Map a category feature to a binary vector with only one valid value (1 and the rest 0).

def OneHotEncoder(df,inputCol="category",outputCol="categoryVec"):
    """
    Map a category feature to a binary vector with only one valid value(Is 1 and the rest is 0). 
    """
    from pyspark.ml.feature import OneHotEncoder, StringIndexer
    stringIndexerX = StringIndexer(inputCol=inputCol, outputCol="categoryIndex")
    modelX = stringIndexerX.fit(df)
    indexed = modelX.transform(df)
    encoderX = OneHotEncoder(inputCol="categoryIndex", outputCol=outputCol)
    encodedX = encoderX.transform(indexed).drop("categoryIndex")
    return encodedX

The output results of the above codes are as follows:

OneHotEncoder Output
+-------+--------+-------------+-------------+
|     id|category|categoryIndex|  categoryVec|
+-------+--------+-------------+-------------+
|    zhu|       a|          0.0|(2,[0],[1.0])|
|xiangyu|       b|          2.0|    (2,[],[])|
|     yu|       c|          1.0|(2,[1],[1.0])|
|     is|       a|          0.0|(2,[0],[1.0])|
| coming|       a|          0.0|(2,[0],[1.0])|
|    now|       c|          1.0|(2,[1],[1.0])|
+-------+--------+-------------+-------------+

4.5 StringIndexer

The tags are indexed, and the index values are sorted according to the frequency of occurrence of the tags.

def StringIndexer(df,inputCol="category",outputCol="categoryVec"):
    """
    The tags are indexed, and the index values are sorted according to the frequency of occurrence of the tags.
    """
    from pyspark.ml.feature import StringIndexer
    indexerX = StringIndexer(inputCol=inputCol, outputCol=outputCol)
    indexedX = indexerX.fit(df).transform(df)
    return indexedX

The output results of the above codes are as follows:

StringIndexer Output
+-----+--------------------+-----------+
|   id|            sentence|categoryVec|
+-----+--------------------+-----------+
|  zhu|Hi I heard about ...|        2.0|
|xiang|I wish python cou...|        0.0|
|   yu|Logistic regressi...|        1.0|
+-----+--------------------+-----------+

4.6 IndexToString

Corresponding to StringIndexer, IndexToString restores the indexed label to the original string.

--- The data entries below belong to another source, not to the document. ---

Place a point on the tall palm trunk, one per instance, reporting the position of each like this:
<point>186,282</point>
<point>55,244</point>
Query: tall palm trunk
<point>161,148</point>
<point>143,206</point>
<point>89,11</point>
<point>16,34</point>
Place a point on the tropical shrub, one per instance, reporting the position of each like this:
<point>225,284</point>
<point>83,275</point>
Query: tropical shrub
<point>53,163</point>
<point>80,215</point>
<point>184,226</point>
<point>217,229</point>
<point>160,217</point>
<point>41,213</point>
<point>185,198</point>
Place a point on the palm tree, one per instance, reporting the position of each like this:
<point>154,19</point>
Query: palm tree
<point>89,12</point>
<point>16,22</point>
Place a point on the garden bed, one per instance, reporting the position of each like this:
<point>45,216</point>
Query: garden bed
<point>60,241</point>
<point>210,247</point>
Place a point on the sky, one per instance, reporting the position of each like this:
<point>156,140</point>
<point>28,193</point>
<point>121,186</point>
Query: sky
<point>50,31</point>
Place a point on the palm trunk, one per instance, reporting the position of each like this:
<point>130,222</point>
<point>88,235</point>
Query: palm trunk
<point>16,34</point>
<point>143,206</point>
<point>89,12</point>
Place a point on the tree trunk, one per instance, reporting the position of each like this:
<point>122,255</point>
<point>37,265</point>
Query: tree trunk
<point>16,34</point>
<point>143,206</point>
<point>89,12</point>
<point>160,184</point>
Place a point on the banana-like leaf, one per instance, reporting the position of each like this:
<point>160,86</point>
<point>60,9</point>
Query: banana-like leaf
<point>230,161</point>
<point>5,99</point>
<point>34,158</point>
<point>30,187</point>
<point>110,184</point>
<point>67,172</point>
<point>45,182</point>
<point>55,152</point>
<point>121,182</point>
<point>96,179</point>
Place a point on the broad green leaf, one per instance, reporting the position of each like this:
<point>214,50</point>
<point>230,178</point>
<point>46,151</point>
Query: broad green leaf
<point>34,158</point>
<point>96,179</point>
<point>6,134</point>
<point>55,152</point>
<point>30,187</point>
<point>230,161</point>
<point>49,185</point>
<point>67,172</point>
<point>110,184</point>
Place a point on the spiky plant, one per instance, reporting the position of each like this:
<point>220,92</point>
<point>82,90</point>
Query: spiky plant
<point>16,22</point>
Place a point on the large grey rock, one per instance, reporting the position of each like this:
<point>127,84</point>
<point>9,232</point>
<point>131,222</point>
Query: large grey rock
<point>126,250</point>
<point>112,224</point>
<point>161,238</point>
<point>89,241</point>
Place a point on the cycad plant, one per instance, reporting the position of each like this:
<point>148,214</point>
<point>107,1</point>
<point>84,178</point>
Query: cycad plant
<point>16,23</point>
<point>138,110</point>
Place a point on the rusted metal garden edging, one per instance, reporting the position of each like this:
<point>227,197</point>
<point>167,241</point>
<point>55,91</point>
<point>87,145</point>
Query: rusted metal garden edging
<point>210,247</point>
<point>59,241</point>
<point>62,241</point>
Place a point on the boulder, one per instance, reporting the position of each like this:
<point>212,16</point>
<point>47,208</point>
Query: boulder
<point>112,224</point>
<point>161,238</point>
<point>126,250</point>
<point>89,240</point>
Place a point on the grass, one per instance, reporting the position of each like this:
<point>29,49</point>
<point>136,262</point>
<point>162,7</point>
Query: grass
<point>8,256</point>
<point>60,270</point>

def IndexToString(df,inputCol="categoryVec",outputCol="category"):
    """
    And StringIndexer corresponding, IndexToString Restores the indexed label to the original string.
    """
    from pyspark.ml.feature import IndexToString
    converterX = IndexToString(inputCol=inputCol, outputCol=outputCol)
    convertedX = converterX.transform(df)
    return convertedX

The output results of the above codes are as follows:

IndexToString Output
IndexToString(StringIndexer(df,"sentence"))
+-----+--------------------+-----------+--------------------+
|   id|            sentence|categoryVec|            category|
+-----+--------------------+-----------+--------------------+
|  zhu|Hi I heard about ...|        2.0|Hi I heard about ...|
|xiang|I wish python cou...|        0.0|I wish python cou...|
|   yu|Logistic regressi...|        1.0|Logistic regressi...|
+-----+--------------------+-----------+--------------------+

4.7 PCA

Principal component analysis is a statistical method for data rotation transformation. Its essence is to carry out a base transformation in linear space to maximize the variance of the transformed data projected on a new set of "coordinate axes". Then, cut out the "coordinate axes" with small variance after transformation, and the remaining new "coordinate axes" are called principal components, They can represent the nature of the original data as much as possible in a lower dimensional subspace.

PCA Input
+--------------------+
|            features|
+--------------------+
| (5,[1,3],[1.0,7.0])|
|[2.0,0.0,3.0,4.0,...|
|[4.0,0.0,0.0,6.0,...|
+--------------------+

The output results of the above codes are as follows:

def PCA(df,vectorSize=3, inputCol="features", outputCol="pcaFeatures"):
    """
    Principal component analysis is a statistical method for rotating data, and its essence is a base transformation in linear space,
    Make the transformed data projected on a new set of"Coordinate axis"Maximization of variance on,
    Then, the small variance after transformation is cut out"Coordinate axis"，The rest is new"Coordinate axis"That is, it is called the main component,
    They can represent the nature of the original data as much as possible in a lower dimensional subspace.
    """
    from pyspark.ml.feature import PCA
    pcaX = PCA(k=vectorSize, inputCol=inputCol, outputCol=outputCol)
    modelX = pcaX.fit(df)
    pcaRes = modelX.transform(df)
    return pcaRes

The output results of the above codes are as follows:

PCA Output
+-----------------------------------------------------------+
|pcaFeatures                                                |
+-----------------------------------------------------------+
|[1.6485728230883807,-4.013282700516296,-5.524543751369388] |
|[-4.645104331781534,-1.1167972663619026,-5.524543751369387]|
|[-6.428880535676489,-5.337951427775355,-5.524543751369389] |
+-----------------------------------------------------------+

4.8 Binarizer

Convert the numerical eigenvalue into binary (0 / 1) output, and set a threshold. The output greater than the threshold is 1 and the output less than the threshold is 0.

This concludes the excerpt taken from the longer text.